Touch the nubile Douglas fir needles, the prickle tips of Oregon grape, the leathery seaweed-shaped cedar fronds, and the knitting needle-sharp quills of ponderosa. A velvety, jagged-edged alder leaf chewed by insects captures the sun. Can texture, too, take us home to a distant memory? Yes, I think, drifting back to my twenties when I stumbled upon a spongy, glowing emerald moss bed on top of a flat and immense boulder near the Selway River.

Away from the creek, my sandaled feet crunch in last year’s needles. Within 20 feet of the streambank, all is moist and watered below ground. Immersed in this riparian ribbon, I’ve flown back not just to childhood, but to the time of dinosaurs, of tropical, exuberant, flamboyantly lush and giant plant life.
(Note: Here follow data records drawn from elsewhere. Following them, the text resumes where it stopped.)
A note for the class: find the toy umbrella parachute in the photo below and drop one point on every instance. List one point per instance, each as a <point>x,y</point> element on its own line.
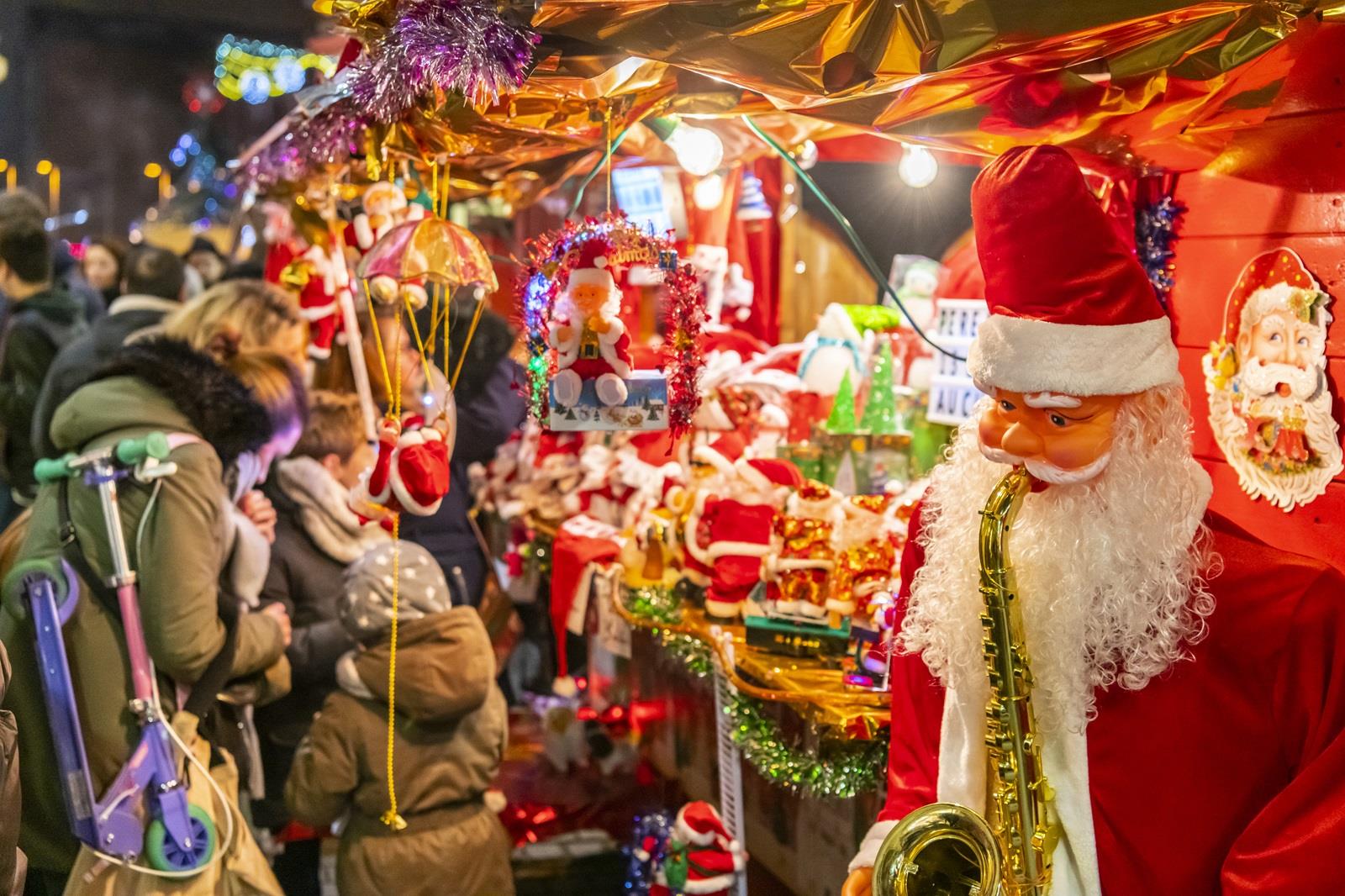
<point>432,250</point>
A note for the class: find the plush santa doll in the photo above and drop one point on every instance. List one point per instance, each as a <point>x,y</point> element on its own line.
<point>713,475</point>
<point>741,529</point>
<point>800,569</point>
<point>1188,681</point>
<point>699,857</point>
<point>383,208</point>
<point>868,553</point>
<point>318,280</point>
<point>591,342</point>
<point>412,470</point>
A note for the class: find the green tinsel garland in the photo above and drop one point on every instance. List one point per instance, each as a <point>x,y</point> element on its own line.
<point>847,770</point>
<point>851,768</point>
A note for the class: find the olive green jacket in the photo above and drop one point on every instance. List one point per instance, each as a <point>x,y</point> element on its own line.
<point>178,555</point>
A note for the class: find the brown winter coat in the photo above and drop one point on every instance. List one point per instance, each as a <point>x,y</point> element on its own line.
<point>451,730</point>
<point>178,575</point>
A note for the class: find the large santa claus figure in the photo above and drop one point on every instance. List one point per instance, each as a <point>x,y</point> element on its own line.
<point>1188,681</point>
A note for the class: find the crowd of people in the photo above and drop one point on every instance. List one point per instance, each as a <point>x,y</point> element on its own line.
<point>266,600</point>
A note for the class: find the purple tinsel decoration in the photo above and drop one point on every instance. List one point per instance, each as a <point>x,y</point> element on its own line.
<point>329,138</point>
<point>459,46</point>
<point>1156,232</point>
<point>657,829</point>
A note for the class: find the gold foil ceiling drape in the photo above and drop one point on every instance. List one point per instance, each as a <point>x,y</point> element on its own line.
<point>1134,82</point>
<point>1137,84</point>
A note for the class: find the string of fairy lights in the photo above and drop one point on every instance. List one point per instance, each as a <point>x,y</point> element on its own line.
<point>257,71</point>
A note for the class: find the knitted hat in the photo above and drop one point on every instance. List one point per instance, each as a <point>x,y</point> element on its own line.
<point>1071,308</point>
<point>367,606</point>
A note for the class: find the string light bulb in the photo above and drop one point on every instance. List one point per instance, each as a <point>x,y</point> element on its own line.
<point>708,192</point>
<point>918,167</point>
<point>699,150</point>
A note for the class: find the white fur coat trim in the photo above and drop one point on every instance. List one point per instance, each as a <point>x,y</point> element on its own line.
<point>1020,354</point>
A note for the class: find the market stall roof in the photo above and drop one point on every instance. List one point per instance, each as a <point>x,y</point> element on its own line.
<point>1129,85</point>
<point>1137,84</point>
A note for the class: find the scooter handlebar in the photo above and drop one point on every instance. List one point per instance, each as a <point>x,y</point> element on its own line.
<point>53,468</point>
<point>128,452</point>
<point>132,451</point>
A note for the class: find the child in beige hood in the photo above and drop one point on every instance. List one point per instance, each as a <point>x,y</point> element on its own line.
<point>451,734</point>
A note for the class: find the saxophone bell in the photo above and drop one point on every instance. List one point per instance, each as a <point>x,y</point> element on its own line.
<point>942,849</point>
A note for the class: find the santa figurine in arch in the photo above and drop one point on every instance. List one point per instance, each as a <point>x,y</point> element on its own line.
<point>1270,407</point>
<point>591,342</point>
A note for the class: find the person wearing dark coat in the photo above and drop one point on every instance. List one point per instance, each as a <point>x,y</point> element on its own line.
<point>318,535</point>
<point>13,862</point>
<point>42,320</point>
<point>490,408</point>
<point>152,288</point>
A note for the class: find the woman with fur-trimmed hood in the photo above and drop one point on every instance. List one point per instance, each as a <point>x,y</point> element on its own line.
<point>177,546</point>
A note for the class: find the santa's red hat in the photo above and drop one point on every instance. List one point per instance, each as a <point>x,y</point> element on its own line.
<point>770,472</point>
<point>723,452</point>
<point>1071,308</point>
<point>699,824</point>
<point>592,266</point>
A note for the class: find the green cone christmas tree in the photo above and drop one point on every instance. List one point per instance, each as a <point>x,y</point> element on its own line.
<point>880,409</point>
<point>842,412</point>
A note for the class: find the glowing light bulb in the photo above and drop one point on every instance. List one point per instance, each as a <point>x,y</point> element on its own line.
<point>699,150</point>
<point>708,192</point>
<point>918,167</point>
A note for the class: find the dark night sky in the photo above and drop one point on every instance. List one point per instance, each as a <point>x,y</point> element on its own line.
<point>96,87</point>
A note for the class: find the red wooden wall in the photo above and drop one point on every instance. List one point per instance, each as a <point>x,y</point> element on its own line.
<point>1281,185</point>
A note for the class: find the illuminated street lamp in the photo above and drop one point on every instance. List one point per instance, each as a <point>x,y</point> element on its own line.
<point>53,175</point>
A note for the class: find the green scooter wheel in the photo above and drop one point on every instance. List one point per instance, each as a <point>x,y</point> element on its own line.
<point>165,853</point>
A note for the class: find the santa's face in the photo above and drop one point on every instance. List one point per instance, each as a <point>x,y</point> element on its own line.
<point>1279,338</point>
<point>589,299</point>
<point>1060,439</point>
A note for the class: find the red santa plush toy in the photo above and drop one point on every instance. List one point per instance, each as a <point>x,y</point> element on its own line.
<point>412,470</point>
<point>741,529</point>
<point>802,567</point>
<point>591,342</point>
<point>713,477</point>
<point>701,857</point>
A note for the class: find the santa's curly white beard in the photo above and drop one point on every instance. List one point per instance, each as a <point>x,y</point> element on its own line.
<point>1110,572</point>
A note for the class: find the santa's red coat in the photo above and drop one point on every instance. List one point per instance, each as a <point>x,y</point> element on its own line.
<point>1224,775</point>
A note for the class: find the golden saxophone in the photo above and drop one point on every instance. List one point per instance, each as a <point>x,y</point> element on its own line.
<point>945,849</point>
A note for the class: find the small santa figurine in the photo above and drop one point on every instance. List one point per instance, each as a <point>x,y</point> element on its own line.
<point>741,530</point>
<point>800,569</point>
<point>591,342</point>
<point>383,208</point>
<point>315,276</point>
<point>699,857</point>
<point>412,470</point>
<point>869,553</point>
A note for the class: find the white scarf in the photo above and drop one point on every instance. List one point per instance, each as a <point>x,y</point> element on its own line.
<point>323,510</point>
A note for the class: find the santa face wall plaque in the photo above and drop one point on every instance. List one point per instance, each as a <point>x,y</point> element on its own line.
<point>1270,403</point>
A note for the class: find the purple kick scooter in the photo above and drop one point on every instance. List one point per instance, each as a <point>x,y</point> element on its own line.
<point>179,837</point>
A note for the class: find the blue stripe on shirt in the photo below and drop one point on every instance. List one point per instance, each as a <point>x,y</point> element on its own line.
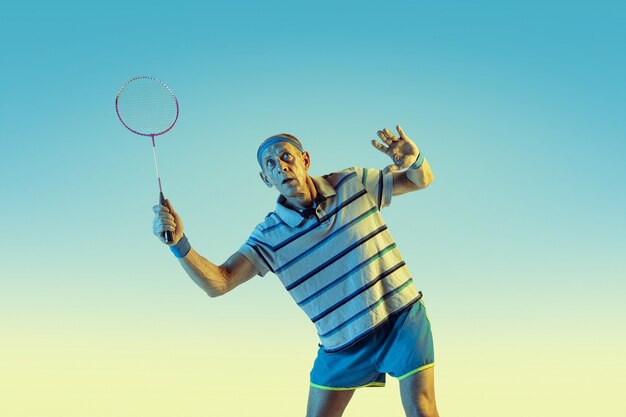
<point>336,257</point>
<point>322,290</point>
<point>322,220</point>
<point>357,292</point>
<point>327,239</point>
<point>368,308</point>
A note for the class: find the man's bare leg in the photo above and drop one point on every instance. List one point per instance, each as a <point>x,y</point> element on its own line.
<point>418,394</point>
<point>326,403</point>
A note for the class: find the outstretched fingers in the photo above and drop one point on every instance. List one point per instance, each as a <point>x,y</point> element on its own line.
<point>380,146</point>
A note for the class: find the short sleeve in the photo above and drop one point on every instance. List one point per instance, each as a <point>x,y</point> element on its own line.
<point>256,251</point>
<point>378,185</point>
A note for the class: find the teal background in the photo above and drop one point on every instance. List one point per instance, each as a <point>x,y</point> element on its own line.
<point>518,245</point>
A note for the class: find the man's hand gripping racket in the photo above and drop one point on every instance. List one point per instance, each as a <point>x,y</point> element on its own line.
<point>166,220</point>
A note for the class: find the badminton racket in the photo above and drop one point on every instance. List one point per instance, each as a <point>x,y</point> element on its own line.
<point>148,107</point>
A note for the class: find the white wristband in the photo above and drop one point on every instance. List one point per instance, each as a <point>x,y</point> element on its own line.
<point>418,163</point>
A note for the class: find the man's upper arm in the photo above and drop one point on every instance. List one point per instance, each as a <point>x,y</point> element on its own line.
<point>238,270</point>
<point>401,184</point>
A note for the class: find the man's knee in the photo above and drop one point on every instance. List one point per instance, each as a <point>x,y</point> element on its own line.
<point>323,403</point>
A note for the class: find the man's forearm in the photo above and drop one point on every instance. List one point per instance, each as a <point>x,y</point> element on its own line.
<point>207,275</point>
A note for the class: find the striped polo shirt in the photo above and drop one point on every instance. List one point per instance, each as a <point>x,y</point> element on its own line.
<point>341,265</point>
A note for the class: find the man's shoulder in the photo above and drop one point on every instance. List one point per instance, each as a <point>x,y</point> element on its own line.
<point>335,178</point>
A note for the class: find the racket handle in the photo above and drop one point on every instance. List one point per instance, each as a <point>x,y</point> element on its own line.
<point>167,234</point>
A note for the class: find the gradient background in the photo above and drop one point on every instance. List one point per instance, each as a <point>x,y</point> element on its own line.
<point>518,245</point>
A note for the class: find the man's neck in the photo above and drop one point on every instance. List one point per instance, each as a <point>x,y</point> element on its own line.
<point>304,200</point>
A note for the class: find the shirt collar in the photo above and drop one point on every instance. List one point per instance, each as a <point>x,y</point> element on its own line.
<point>293,217</point>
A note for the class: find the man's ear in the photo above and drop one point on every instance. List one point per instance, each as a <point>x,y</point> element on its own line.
<point>265,179</point>
<point>307,159</point>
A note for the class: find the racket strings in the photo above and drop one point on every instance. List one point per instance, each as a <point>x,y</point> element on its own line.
<point>147,106</point>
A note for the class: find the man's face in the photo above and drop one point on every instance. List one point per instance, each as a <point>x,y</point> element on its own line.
<point>285,168</point>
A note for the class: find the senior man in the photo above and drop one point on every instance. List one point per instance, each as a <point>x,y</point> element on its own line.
<point>329,245</point>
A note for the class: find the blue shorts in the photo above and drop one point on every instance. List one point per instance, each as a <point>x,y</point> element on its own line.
<point>401,347</point>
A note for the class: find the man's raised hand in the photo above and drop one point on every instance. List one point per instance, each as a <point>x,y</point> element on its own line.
<point>402,151</point>
<point>165,218</point>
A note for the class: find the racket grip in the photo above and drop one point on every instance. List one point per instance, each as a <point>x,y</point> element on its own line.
<point>167,234</point>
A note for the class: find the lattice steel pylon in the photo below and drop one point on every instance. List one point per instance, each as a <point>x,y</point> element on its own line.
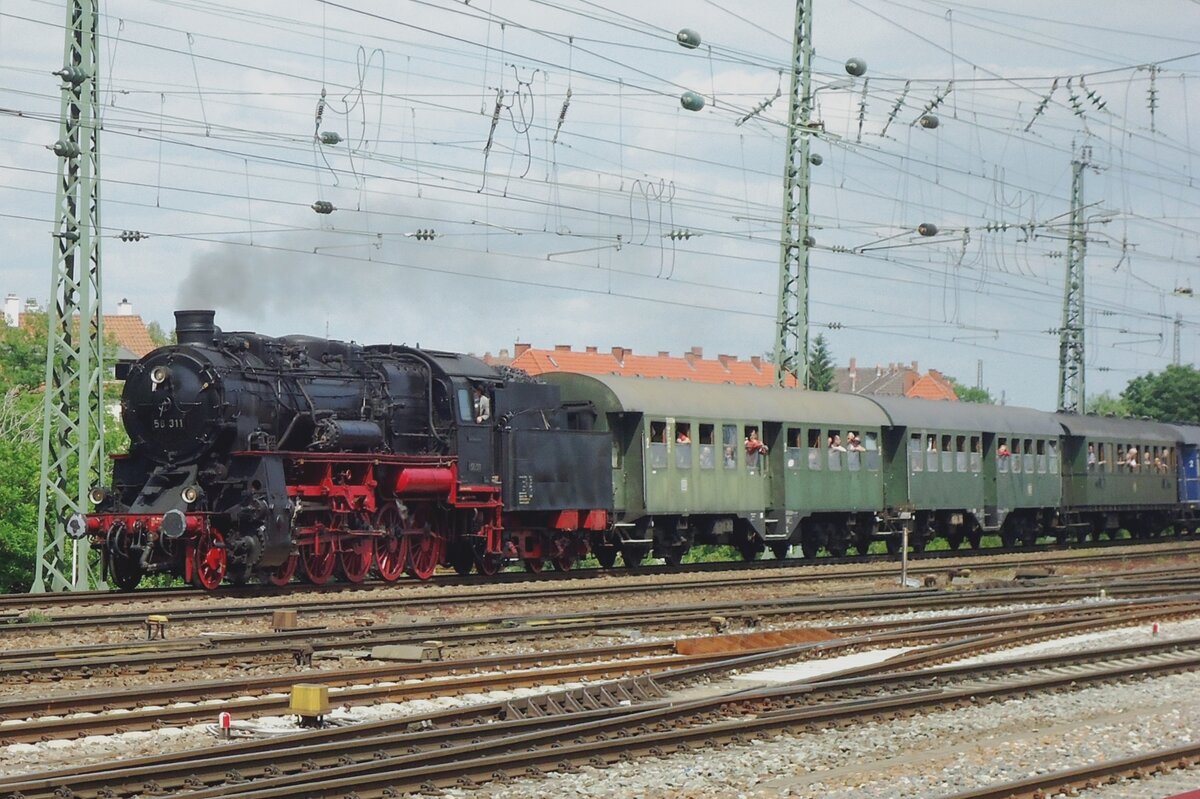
<point>1071,336</point>
<point>792,318</point>
<point>72,432</point>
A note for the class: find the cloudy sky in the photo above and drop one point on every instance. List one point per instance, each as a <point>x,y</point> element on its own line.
<point>525,170</point>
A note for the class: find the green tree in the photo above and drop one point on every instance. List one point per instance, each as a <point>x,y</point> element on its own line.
<point>1171,395</point>
<point>971,394</point>
<point>820,365</point>
<point>1105,404</point>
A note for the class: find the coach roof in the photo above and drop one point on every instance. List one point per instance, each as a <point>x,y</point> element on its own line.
<point>1131,430</point>
<point>929,414</point>
<point>718,401</point>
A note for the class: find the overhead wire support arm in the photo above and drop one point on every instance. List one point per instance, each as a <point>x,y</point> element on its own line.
<point>792,316</point>
<point>72,430</point>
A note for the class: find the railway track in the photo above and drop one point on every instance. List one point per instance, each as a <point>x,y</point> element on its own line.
<point>11,605</point>
<point>299,646</point>
<point>564,731</point>
<point>388,601</point>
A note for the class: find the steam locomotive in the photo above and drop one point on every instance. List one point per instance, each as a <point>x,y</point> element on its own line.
<point>253,457</point>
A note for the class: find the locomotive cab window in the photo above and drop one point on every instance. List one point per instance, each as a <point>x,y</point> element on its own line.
<point>707,446</point>
<point>730,446</point>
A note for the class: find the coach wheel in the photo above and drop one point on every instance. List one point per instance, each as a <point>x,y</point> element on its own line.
<point>355,558</point>
<point>562,552</point>
<point>975,535</point>
<point>125,570</point>
<point>605,556</point>
<point>283,574</point>
<point>210,562</point>
<point>633,556</point>
<point>425,554</point>
<point>391,550</point>
<point>318,558</point>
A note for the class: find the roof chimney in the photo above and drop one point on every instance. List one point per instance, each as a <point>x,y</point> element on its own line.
<point>12,310</point>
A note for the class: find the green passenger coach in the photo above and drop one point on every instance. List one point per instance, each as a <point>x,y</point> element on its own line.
<point>703,463</point>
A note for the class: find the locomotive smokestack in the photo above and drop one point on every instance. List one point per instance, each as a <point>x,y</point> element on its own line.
<point>195,326</point>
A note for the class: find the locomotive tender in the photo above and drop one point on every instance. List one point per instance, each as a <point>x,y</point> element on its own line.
<point>255,457</point>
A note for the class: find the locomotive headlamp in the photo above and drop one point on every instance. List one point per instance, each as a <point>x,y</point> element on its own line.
<point>77,527</point>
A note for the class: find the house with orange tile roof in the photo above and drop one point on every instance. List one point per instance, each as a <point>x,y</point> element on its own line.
<point>893,380</point>
<point>625,362</point>
<point>125,328</point>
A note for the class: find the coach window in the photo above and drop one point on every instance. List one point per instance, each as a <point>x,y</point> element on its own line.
<point>871,444</point>
<point>793,448</point>
<point>931,454</point>
<point>730,445</point>
<point>707,446</point>
<point>683,445</point>
<point>755,448</point>
<point>658,455</point>
<point>837,448</point>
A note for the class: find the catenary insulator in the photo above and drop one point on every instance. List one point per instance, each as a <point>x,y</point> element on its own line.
<point>856,67</point>
<point>688,37</point>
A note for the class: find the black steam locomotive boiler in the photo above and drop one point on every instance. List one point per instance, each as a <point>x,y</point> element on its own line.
<point>255,457</point>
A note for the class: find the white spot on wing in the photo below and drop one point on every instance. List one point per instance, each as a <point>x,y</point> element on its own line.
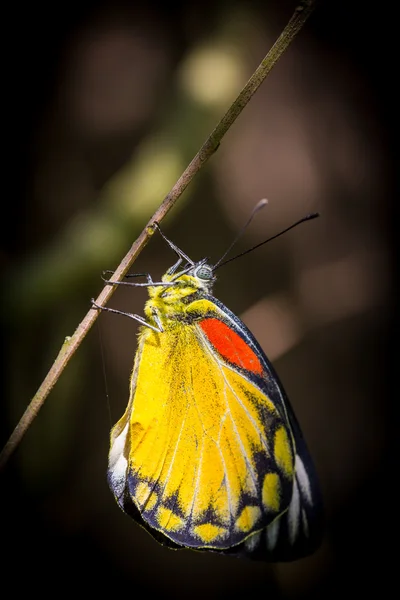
<point>117,463</point>
<point>303,480</point>
<point>272,534</point>
<point>294,513</point>
<point>252,542</point>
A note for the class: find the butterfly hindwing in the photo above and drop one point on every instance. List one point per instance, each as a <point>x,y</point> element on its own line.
<point>205,454</point>
<point>297,532</point>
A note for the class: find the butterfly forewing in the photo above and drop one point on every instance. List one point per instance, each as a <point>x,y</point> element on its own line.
<point>207,454</point>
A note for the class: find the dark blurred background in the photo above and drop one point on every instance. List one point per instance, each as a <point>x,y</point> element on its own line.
<point>106,104</point>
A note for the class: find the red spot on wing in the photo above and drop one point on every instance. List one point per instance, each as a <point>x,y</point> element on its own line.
<point>230,345</point>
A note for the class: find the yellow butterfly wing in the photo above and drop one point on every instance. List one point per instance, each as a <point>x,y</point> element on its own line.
<point>202,453</point>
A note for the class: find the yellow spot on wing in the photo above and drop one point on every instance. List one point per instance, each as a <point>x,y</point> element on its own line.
<point>168,519</point>
<point>248,518</point>
<point>208,532</point>
<point>283,452</point>
<point>271,491</point>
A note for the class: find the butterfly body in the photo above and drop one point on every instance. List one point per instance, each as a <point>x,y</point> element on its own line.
<point>208,454</point>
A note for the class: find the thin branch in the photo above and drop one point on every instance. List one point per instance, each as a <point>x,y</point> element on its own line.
<point>71,344</point>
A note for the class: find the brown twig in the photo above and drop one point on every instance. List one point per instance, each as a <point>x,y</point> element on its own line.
<point>70,345</point>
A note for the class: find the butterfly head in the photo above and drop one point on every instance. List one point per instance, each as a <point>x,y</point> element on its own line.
<point>194,276</point>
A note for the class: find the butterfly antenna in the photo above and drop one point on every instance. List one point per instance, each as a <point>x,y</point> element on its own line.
<point>306,218</point>
<point>255,210</point>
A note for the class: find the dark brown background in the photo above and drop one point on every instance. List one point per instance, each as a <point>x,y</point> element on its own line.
<point>106,103</point>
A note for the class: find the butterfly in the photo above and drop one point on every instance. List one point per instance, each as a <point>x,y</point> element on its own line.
<point>209,454</point>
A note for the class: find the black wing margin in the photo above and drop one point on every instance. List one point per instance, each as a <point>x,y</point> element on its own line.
<point>297,532</point>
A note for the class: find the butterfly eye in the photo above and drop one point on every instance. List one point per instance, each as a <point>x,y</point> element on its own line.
<point>204,273</point>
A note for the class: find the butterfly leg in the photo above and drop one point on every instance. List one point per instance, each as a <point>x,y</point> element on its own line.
<point>137,318</point>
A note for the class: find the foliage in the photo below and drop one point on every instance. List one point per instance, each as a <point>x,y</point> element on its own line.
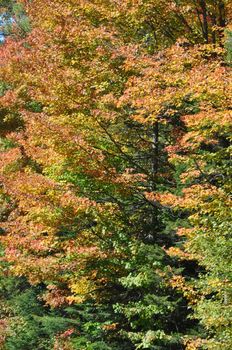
<point>115,141</point>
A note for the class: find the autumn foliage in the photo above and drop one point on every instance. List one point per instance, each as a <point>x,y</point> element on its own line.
<point>115,175</point>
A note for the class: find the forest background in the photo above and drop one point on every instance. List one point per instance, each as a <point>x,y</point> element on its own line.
<point>115,171</point>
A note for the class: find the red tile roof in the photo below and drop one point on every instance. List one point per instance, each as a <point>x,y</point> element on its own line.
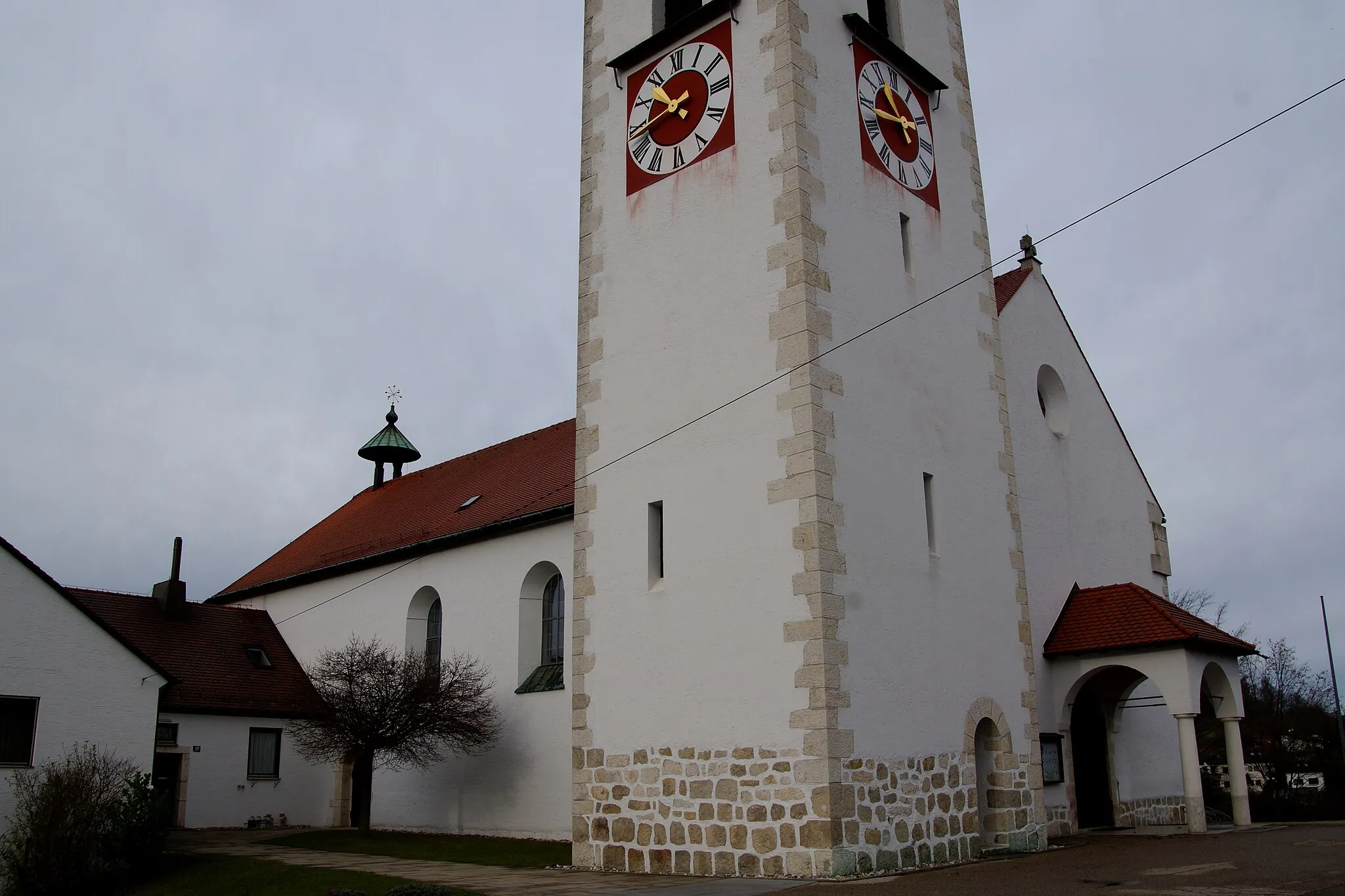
<point>1116,617</point>
<point>205,656</point>
<point>1006,285</point>
<point>518,481</point>
<point>65,593</point>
I’m even finding equisetum, or horsetail, the living fossil plant that grew in the Mesozoic, and the first to recolonize Mt. St. Helens after the eruption.

Wading into Melodious, I gasp at the frigid tug of knee-deep waters, and stand still until my feet are numb. Only then can I continue upstream beneath the malachite, lime, and shadowed greenery that arches over the creek. At last, I become the song. Know the heartbeat of headwater springs. Catch the refrain of tenor and soprano. The chorus? A slice of pure wind. Birds chime in with hummingbird clickity-clicks, Cassin’s Vireo grace notes, and Song Sparrow riffs of joy.

Clambering out to stable ground, I raise my arms. Stand on one leg. Tree pose. Wonder at who I am within this place. Like the salsify seedhead, my presence is ephemeral, and yet I hold feathery seeds of promise on each fingertip. While I live, I hope to plant them in ways that nourish like Melodious Creek.